Gasparia mangamuka
- Conservation status: Data Deficit (NZ TCS)

Scientific classification
- Kingdom: Animalia
- Phylum: Arthropoda
- Subphylum: Chelicerata
- Class: Arachnida
- Order: Araneae
- Infraorder: Araneomorphae
- Family: Toxopidae
- Genus: Gasparia
- Species: G. mangamuka
- Binomial name: Gasparia mangamuka Forster, 1970

= Gasparia mangamuka =

- Authority: Forster, 1970
- Conservation status: DD

Species of spider

Gasparia mangamuka is a species of Toxopidae spider that is endemic to New Zealand.

==Taxonomy==
This species was described by Ray Forster in 1970 from a female specimen.
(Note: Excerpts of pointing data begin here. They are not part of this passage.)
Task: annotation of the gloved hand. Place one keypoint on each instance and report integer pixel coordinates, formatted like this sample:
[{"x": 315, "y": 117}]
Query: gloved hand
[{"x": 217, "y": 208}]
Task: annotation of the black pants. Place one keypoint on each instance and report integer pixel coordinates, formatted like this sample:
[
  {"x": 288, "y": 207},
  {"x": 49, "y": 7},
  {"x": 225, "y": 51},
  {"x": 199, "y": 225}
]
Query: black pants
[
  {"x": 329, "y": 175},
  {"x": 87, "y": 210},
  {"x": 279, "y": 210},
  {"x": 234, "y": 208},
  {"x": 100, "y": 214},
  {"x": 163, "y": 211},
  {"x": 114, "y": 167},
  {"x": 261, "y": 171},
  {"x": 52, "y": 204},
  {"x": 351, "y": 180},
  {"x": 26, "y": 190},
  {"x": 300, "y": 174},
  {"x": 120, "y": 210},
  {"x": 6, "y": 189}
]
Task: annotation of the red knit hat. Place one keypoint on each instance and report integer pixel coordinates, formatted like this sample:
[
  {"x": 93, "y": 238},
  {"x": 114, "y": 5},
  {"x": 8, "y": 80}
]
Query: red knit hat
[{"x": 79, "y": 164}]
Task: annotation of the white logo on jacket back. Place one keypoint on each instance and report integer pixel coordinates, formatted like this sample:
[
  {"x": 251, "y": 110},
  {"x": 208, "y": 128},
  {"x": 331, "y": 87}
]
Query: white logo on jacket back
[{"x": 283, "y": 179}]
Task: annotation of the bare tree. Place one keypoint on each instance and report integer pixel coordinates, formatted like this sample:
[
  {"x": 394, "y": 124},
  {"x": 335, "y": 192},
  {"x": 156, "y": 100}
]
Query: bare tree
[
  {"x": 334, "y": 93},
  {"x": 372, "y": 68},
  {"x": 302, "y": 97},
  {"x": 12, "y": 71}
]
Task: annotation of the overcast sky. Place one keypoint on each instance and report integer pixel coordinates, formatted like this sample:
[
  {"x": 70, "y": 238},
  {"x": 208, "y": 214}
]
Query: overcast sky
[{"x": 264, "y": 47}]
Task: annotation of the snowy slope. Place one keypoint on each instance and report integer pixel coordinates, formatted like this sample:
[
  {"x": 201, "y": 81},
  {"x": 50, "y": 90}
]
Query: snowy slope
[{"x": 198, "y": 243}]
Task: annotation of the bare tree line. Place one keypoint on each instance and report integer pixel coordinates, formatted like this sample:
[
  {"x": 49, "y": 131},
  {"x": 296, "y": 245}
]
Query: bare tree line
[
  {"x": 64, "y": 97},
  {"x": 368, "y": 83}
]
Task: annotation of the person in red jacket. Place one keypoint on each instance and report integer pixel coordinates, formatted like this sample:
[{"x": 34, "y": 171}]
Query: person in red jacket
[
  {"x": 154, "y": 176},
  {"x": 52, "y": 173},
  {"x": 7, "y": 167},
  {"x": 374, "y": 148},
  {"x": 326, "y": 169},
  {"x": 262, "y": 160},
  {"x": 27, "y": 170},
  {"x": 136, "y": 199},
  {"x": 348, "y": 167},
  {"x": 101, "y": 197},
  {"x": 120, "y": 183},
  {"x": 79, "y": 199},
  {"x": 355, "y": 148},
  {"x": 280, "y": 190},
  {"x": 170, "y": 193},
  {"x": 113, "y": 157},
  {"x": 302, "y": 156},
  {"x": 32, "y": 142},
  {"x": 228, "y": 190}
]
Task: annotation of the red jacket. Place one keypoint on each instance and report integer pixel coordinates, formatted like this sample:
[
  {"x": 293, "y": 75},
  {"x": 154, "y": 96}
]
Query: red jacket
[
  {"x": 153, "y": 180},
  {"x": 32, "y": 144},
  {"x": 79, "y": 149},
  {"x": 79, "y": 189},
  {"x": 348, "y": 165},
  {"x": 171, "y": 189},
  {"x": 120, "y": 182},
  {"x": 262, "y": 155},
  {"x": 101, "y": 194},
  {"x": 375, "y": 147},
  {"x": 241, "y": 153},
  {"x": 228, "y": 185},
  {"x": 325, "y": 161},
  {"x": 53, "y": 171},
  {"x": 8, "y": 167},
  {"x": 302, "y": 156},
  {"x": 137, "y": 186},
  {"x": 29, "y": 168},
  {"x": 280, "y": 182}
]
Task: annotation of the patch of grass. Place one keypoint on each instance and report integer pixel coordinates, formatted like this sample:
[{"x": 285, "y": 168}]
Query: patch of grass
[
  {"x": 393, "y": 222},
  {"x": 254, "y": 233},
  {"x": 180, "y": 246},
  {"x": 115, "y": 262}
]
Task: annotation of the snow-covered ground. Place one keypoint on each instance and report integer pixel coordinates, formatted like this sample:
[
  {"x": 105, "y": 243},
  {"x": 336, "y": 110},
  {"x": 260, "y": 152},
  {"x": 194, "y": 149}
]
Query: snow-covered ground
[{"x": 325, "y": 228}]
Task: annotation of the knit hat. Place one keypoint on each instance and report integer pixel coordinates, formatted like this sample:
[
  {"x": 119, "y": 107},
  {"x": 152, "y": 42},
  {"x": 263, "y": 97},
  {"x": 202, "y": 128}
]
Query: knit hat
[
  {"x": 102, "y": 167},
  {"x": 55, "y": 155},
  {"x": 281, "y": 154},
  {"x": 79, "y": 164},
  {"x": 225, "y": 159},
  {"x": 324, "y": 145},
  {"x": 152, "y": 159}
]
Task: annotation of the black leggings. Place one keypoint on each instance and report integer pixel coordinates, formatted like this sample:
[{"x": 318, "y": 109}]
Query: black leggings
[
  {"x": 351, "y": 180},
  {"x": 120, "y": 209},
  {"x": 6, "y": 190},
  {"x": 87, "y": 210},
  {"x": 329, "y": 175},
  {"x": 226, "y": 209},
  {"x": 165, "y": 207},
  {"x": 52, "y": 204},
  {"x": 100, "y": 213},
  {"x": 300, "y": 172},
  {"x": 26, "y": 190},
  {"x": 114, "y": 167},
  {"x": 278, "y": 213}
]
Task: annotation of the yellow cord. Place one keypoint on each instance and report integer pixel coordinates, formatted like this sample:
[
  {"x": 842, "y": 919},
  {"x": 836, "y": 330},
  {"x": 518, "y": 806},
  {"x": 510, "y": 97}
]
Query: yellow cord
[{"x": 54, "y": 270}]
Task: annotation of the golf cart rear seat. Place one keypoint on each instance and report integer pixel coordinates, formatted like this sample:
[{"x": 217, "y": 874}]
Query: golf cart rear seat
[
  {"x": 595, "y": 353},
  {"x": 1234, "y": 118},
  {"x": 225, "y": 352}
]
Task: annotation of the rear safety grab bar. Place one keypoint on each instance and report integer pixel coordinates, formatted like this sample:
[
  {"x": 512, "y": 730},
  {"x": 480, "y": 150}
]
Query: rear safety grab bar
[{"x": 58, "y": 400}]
The holotype is stored in Auckland War Memorial Museum under registration number AMNZ5053.

==Description==
The female is recorded at 2.75mm in length. The carapace and abdomen have various black markings. The legs are pale yellow.

==Distribution==
This species is only known from Mangamuka in Northland, New Zealand.

==Conservation status==
Under the New Zealand Threat Classification System, this species is listed as "Data Deficient" with the qualifiers of "Data Poor: Size", "Data Poor: Trend" and "One Location".